Me gradué de la universidad con quince años de más en el cuerpo. Tenía ojeras permanentes, arrugas en las esquinas de los ojos y mi sonrisa se había transformado en una mueca irónica. No solo no me reconocían los demás, sino que yo mismo tenía problemas para descifrarme en el espejo. Tenía un peso permanente en la espalda. Una punzada crispaba mis músculos cada vez que respiraba y mi corazón se llenaba de aire si inhalaba profundo. Yo había tratado mi cuerpo como un parque de diversiones y me había sentido orgulloso de aquella carrera en contra de la mediocridad. Era obvio que acabaría por sufrir algún tipo de consecuencia en mi salud, pero yo seguía viviendo como si fuera inmortal. Vivía así porque no había una buena razón para no hacerlo: yo no quería dinero, ni ser recordado, tampoco creía en Dios ni en el destino. Además, nadie me detenía.
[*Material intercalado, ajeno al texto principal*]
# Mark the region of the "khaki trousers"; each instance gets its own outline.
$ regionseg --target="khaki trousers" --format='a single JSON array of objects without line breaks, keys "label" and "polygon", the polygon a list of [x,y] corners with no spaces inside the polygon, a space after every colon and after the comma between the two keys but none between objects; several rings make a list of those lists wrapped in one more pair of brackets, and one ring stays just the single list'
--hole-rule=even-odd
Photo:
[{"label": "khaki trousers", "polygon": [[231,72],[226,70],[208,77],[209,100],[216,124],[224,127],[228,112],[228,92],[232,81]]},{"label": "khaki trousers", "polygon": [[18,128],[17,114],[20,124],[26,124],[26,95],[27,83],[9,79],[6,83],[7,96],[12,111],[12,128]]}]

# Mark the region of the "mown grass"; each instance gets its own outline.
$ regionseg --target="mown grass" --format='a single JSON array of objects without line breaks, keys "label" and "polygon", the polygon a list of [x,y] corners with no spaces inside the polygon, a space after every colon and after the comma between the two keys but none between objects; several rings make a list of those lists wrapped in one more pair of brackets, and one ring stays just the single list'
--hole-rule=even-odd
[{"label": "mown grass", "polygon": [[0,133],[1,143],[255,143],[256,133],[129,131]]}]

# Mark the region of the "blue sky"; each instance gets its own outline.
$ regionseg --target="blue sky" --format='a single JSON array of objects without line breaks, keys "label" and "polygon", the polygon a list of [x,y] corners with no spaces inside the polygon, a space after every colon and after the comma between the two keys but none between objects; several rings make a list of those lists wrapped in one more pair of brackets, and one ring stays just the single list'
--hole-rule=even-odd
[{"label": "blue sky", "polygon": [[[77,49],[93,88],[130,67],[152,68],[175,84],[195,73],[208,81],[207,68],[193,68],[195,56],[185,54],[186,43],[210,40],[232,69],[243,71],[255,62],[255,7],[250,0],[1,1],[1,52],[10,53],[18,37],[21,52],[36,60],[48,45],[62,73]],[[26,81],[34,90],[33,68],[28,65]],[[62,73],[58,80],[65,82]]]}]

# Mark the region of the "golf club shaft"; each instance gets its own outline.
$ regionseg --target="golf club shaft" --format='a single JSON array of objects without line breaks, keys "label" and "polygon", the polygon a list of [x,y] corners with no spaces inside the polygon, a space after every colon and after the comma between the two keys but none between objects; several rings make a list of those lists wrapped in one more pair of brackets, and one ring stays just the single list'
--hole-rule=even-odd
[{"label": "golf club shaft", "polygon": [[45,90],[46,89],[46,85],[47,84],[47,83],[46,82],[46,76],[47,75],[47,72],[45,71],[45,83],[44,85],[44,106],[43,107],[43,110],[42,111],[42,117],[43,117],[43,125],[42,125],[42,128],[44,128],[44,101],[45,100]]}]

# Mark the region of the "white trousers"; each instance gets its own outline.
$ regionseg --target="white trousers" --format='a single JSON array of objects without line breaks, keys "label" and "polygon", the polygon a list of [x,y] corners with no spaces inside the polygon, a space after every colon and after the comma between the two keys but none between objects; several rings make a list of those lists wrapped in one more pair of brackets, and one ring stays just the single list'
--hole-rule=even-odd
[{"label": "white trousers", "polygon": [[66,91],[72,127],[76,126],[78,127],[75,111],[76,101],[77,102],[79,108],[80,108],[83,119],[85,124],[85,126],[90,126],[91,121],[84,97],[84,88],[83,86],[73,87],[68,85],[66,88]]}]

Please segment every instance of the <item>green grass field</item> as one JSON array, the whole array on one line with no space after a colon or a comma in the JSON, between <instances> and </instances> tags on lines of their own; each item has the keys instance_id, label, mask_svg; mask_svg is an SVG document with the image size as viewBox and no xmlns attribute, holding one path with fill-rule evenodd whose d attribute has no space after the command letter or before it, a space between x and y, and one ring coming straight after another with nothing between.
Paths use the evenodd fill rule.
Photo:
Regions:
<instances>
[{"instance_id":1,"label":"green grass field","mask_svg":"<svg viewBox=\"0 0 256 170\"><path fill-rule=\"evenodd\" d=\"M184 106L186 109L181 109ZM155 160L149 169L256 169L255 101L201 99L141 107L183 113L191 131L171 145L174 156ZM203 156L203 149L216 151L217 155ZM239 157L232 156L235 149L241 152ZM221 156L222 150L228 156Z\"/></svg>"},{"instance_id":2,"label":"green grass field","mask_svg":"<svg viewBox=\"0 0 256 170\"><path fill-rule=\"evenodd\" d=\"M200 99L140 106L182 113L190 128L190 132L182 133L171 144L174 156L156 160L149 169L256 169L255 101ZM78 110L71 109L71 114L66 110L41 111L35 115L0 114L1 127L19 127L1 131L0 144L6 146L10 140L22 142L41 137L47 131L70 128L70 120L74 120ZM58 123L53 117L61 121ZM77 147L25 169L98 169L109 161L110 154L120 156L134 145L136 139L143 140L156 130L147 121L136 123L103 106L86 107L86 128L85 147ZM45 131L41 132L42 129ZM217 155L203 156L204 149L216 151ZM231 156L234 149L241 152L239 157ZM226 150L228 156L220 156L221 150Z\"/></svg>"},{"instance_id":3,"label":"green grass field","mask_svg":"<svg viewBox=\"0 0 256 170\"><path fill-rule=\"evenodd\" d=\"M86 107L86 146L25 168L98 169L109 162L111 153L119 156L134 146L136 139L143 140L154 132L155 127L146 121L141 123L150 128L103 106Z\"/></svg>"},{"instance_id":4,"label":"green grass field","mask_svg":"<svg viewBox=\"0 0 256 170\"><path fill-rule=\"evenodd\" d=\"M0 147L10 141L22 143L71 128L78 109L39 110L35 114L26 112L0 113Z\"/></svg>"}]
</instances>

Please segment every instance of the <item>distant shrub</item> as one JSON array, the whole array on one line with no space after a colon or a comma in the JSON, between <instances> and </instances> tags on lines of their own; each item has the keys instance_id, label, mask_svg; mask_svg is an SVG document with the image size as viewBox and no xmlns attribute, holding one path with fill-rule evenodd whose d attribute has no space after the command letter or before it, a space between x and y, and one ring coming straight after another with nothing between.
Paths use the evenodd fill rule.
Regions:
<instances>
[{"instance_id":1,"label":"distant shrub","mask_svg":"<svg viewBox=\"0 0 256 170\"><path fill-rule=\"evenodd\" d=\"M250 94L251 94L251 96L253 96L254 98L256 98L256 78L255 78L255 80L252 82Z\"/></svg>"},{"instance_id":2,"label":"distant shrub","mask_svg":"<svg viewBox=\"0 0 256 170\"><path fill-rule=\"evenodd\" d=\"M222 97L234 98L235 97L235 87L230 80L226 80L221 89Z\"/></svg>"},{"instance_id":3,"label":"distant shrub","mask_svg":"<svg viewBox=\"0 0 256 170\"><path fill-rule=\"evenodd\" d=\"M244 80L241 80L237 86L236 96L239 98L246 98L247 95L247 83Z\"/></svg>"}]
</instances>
En Medellín fui libre por completo. Apenas una vez un tipo pobre, triste y cara de ruego pareció preocuparse por mí en plena calle y citó mal la primera regla de Stephen Vizinczey: “No beberás, ni fumarás, ni te drogarás. Para ser escritor necesitas todo el cerebro que tienes”. Lo recuerdo por eso. Adriana se salió de la universidad y lo último que supe fue que había montado un pequeño hostal en Guatapé, donde comía hongos a sus anchas.
Después de que las consultas médicas se convirtieron en algo habitual, conocí a Sandy. Católica y con pasión por el cuidado de los demás, quizá la razón por la que nos casamos. Nuestro matrimonio duró dos años y por poco me convirtí en papá. Luego de nuestro divorcio seguimos siendo amigos e incluso me invitó a su segundo matrimonio. No asistí, aunque habría querido. La fecha coincidió con una de mis temporadas en el hospital. Hace poco Juan Pablo me dijo que tenía algo que contarme.